You open up your handy trading station software (provided to you for free by the online broker), which resides on your desktop, and you see that the EUR/USD pair is trading at:
<< EUR/USD: 1.3242/45 >>
REMEMBER: the quote to the left of the / (1.3242) refers to the bid or "sell" price (what you obtain in USD when you sell EUR). The quote to the right of the / (1.3245) is used to obtain the ask or "buy" price (what you have to pay in USD if you buy
EUR).
So, since you believe that the market price for the EUR/USD pair will go higher, you will enter a *buy position* in the market. For simplicities sake, let's say you bought one lot at 1.3245. As long as you sell back the pair at a higher price, then you make money.
But, no worries. This seemingly elaborate process is handled, and even calculated for you, via the broker's software mentioned above. The chart software and the quote board are in agreement with all sides of the currencies.
To illustrate a typical FX SELL trade, consider this scenario involving the USD/JPY currency pair:
REMEMBER ~ Selling ("going short") the currency pair implies selling the first, base currency, and buying the second, quote currency. You sell the currency pair if you believe the base currency (USD) will go down relative to the quote currency (JPY), or equivalently, that the quote currency (JPY) will go up relative to the base currency (USD).
NOTE: while the Profit Calculations, on the Short-sell trade scenario below, may seem somewhat complicated if you've never been in the FOREX market before, trust us when we say, "this process is nearly seamless through your broker trade station (software). We're just showing you this thought- process below so you can SEE how a PROFIT occurs even when SELLING a currency pair.

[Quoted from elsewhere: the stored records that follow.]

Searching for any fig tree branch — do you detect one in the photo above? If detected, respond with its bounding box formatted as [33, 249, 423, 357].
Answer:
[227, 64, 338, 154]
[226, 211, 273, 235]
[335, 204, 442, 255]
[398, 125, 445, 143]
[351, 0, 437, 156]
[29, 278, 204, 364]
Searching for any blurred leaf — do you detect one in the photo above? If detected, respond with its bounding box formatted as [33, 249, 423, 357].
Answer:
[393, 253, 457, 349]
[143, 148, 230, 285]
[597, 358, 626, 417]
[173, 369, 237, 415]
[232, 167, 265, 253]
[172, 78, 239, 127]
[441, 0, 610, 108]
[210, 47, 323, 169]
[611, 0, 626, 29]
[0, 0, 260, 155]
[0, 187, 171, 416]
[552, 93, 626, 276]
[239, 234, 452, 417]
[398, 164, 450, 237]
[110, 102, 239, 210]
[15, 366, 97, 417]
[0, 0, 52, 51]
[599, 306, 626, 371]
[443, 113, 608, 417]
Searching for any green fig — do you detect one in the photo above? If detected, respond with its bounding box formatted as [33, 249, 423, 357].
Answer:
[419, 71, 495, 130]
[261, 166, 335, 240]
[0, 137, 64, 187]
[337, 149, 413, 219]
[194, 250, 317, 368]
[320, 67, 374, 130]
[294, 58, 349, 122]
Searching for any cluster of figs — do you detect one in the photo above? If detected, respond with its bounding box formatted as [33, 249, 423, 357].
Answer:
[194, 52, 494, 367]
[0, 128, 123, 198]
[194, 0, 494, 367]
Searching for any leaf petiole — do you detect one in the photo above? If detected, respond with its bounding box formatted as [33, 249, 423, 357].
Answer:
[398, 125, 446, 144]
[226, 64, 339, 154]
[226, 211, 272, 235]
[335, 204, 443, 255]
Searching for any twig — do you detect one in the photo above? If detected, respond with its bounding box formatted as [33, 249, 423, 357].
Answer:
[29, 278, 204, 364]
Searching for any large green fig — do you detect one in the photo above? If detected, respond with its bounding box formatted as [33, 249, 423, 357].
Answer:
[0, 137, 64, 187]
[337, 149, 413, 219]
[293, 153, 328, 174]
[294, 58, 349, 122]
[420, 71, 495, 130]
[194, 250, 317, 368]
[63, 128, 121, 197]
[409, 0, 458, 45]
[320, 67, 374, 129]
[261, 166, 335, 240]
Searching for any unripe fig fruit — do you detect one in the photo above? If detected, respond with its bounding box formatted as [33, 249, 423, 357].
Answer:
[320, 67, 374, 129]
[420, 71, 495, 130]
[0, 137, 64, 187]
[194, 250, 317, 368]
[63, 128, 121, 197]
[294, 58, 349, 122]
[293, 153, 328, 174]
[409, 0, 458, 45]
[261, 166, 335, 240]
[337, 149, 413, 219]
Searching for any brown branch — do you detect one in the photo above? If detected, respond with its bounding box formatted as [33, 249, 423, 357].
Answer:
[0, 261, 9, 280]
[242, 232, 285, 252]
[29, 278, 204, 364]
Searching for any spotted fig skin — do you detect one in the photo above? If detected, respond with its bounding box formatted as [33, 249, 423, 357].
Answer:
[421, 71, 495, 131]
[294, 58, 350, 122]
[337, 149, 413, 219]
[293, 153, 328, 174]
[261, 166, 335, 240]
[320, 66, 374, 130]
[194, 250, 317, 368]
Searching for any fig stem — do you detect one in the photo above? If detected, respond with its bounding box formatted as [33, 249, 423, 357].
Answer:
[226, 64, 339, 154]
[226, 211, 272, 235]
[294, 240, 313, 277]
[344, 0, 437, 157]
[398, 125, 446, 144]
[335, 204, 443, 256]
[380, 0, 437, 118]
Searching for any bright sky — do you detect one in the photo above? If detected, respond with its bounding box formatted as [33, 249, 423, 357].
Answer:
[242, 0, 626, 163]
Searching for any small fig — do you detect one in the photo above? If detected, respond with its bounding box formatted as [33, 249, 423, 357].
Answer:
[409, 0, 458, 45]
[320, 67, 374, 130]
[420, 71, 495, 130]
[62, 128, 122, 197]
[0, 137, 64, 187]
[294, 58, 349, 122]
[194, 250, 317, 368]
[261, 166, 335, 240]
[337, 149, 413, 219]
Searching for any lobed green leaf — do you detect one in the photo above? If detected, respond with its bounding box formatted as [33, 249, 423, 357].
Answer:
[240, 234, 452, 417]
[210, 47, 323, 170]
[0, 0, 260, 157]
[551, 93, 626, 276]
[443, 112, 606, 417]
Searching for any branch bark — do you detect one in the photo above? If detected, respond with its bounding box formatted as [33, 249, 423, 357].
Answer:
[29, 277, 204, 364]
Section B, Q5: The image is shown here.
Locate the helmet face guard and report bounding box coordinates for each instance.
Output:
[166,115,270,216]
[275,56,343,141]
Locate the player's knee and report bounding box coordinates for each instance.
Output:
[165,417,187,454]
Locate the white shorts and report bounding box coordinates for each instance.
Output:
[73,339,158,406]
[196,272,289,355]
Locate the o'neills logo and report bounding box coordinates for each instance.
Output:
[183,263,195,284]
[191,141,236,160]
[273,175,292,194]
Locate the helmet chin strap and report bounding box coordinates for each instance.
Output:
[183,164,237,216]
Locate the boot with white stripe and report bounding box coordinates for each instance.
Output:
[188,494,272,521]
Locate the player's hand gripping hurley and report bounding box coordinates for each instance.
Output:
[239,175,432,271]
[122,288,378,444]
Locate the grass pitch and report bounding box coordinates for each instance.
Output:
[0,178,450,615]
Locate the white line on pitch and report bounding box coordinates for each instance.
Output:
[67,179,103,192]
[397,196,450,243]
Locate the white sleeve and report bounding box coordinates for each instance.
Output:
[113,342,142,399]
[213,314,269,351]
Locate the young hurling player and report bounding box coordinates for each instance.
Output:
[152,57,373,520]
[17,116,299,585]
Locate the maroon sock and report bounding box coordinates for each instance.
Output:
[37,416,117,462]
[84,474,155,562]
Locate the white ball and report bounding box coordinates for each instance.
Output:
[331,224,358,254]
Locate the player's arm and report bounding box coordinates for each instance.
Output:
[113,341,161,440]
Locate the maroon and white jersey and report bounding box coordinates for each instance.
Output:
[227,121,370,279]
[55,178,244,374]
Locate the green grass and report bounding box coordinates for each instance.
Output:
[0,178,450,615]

The current bid/ask price for USD/JPY is 105.26/105.30, meaning you can buy $1 US for 105.30 Japanese YEN or sell $1 US for 105.26 YEN.
Suppose you decide that the US Dollar (USD) is overvalued against the YEN (JPY). To execute this strategy, you would sell Dollars (simultaneously buying YEN), and then wait for the exchange rate to rise.
So you make the trade: selling US $100,000 and purchasing 10,526,000 YEN. (Remember, at 1% margin, your initial margin deposit would be $1,000.)
As you expected, USD/JPY falls to 104.26/104.30, meaning you can now buy $1 US for $104.30 Japanese YEN or sell $1 US for 104.26
Since you're short dollars (and are long YEN), you must now buy dollars and sell back the YEN to realize any profit.
You buy US $100,000 at the current USD/JPY rate of 104.30, and receive 10,430,000 YEN. Since you originally bought (paid for) 10,526,000 YEN, your profit is 96,000 YEN.
To calculate your P&L in terms of US dollars, simply divide 96,000 by the current USD/JPY rate of 104.30.